During these troubled times, the demand for large altarpieces and small devotional paintings was so strong that the old master Giovanni Bellini, who was considered even by foreigners such as the German Albrecht Dürer to be the best of the Venetian painters, kept a workshop which served as the training ground for a number of major painters: Sebastiano del Piombo, Palma Vecchio, Lorenzo Lotto, the mysterious Giorgione and the greatest Venetian painter of them all, Titian.
Not only did the fine arts flourish during this period, but artists responded in innovative ways. Bellini changed the format of his altarpieces on the theme of the Virgin and Infant from vertical to horizontal, permitting an unprecedented landscape view behind the Holy Figures. Moreover, Bellini made the landscape a full participant in the spirit of the narrative, expressive and capable of mirroring the world in subtle ways.
Curators David Allan Brown and his associates have wisely decided to focus on the intensely human side of these artists' endeavors. The old master Bellini soon found himself rivaled by the younger men Giorgione and Titian, who began to contest his title as the foremost painter of the Venetian republic.
Giorgione transformed what he learned from Bellini about using the landscape as a reflection of human feeling. In The Adoration of the Shepherds, he pushes his Holy Figures to one side, allowing his viewers unprecedented vistas of surpassing beauty.

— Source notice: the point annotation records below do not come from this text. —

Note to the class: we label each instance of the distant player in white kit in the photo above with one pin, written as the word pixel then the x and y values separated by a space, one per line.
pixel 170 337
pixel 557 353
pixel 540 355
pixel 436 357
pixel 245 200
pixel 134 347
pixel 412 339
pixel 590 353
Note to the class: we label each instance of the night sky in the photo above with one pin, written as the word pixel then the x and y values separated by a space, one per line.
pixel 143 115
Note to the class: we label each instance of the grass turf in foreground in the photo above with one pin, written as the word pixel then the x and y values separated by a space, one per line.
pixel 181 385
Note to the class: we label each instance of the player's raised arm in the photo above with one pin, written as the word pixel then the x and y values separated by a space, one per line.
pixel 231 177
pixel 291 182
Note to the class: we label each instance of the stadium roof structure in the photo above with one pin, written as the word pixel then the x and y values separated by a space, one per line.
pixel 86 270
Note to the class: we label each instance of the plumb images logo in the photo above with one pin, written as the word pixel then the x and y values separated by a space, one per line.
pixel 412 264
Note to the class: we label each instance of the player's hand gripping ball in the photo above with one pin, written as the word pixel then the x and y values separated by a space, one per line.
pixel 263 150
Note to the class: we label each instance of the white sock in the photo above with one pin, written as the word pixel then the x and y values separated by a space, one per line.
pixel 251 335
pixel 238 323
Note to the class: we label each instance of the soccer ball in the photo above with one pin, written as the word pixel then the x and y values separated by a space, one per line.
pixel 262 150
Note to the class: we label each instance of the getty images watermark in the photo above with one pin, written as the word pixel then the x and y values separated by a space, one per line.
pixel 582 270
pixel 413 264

For the Venetian painters were nostalgic for the landscape of the mainland, investing it with an evocative power which was unique in the history of art.

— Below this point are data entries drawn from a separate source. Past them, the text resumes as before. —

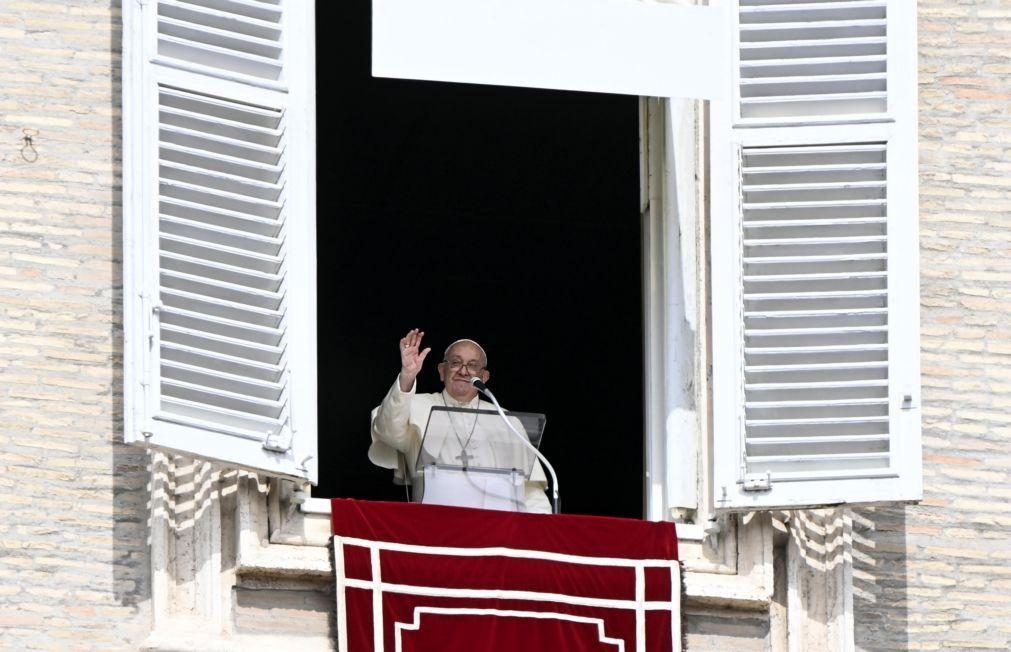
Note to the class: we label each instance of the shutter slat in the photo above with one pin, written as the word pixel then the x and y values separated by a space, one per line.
pixel 816 403
pixel 219 144
pixel 220 182
pixel 210 287
pixel 209 323
pixel 758 333
pixel 810 25
pixel 221 253
pixel 204 416
pixel 222 308
pixel 183 29
pixel 817 385
pixel 175 207
pixel 217 344
pixel 815 421
pixel 203 359
pixel 235 239
pixel 204 393
pixel 773 6
pixel 827 221
pixel 197 376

The poetic beauty and serenity that Giorgione put into in his landscapes were further developed by Titian in his Pastoral Concert (Concert Champêtre), in which a gentleman poet and a rustic relax with two muses in a woodland setting filled with light and color. The meaning of this informal concert is by no means clear. The Venetian called such works poésies for the subtle, unspecific associations they evoked.

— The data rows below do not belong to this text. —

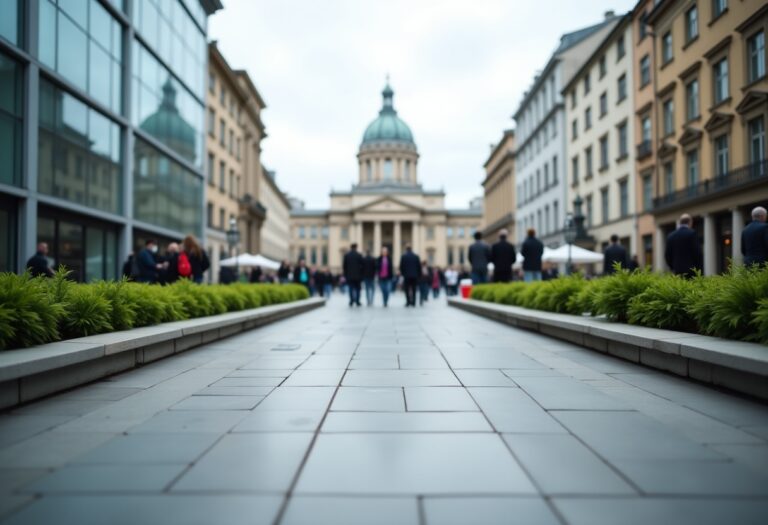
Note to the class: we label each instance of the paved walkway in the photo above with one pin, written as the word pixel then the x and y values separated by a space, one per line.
pixel 396 417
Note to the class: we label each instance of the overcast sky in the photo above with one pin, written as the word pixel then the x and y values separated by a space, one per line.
pixel 458 69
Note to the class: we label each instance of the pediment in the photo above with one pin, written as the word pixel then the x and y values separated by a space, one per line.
pixel 753 99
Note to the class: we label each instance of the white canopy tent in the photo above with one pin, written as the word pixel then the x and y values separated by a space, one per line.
pixel 579 255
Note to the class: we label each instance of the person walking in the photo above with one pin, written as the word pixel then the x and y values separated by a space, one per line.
pixel 38 263
pixel 385 272
pixel 198 259
pixel 754 238
pixel 410 269
pixel 683 251
pixel 479 255
pixel 503 256
pixel 353 273
pixel 369 277
pixel 614 253
pixel 532 250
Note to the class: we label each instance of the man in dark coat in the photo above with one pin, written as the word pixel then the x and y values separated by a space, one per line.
pixel 614 253
pixel 503 257
pixel 479 257
pixel 38 263
pixel 410 269
pixel 353 273
pixel 532 250
pixel 754 238
pixel 683 251
pixel 369 277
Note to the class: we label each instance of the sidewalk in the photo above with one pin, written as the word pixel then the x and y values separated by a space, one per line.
pixel 367 416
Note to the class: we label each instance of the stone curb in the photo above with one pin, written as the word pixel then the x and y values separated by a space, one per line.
pixel 737 365
pixel 30 373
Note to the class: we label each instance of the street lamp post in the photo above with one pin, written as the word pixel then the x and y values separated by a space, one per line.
pixel 569 231
pixel 233 239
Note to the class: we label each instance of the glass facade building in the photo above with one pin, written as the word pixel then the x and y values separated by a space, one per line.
pixel 102 115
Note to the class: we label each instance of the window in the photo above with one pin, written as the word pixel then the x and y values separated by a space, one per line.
pixel 756 140
pixel 721 155
pixel 647 192
pixel 691 24
pixel 666 48
pixel 692 167
pixel 621 49
pixel 719 7
pixel 756 56
pixel 692 99
pixel 604 152
pixel 668 110
pixel 575 170
pixel 622 87
pixel 720 74
pixel 669 178
pixel 623 198
pixel 645 71
pixel 623 138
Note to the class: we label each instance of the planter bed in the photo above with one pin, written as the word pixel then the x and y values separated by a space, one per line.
pixel 30 373
pixel 736 365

Another innovation, and a more daring one in the intensely religious context of the early 16th century, is the erotic nude. For it emerges from the exhibit that while few portraits of specific Venetian women survive from this era, artists introduced a new kind of imaginary poetic image of the "beautiful young woman". Giorgione's Laura or Titian's Flora embodied the erotic dreams of the Venetians, and forever after have taken their place in the Western imagination.
There is another kind of portrait that emerges during this period, through the agency of Titian. If you look at a painting like The Man with a Glove, you notice both the dreamy quality of the man's stare as well as the greater realism. He seems simultaneously both real and ideal.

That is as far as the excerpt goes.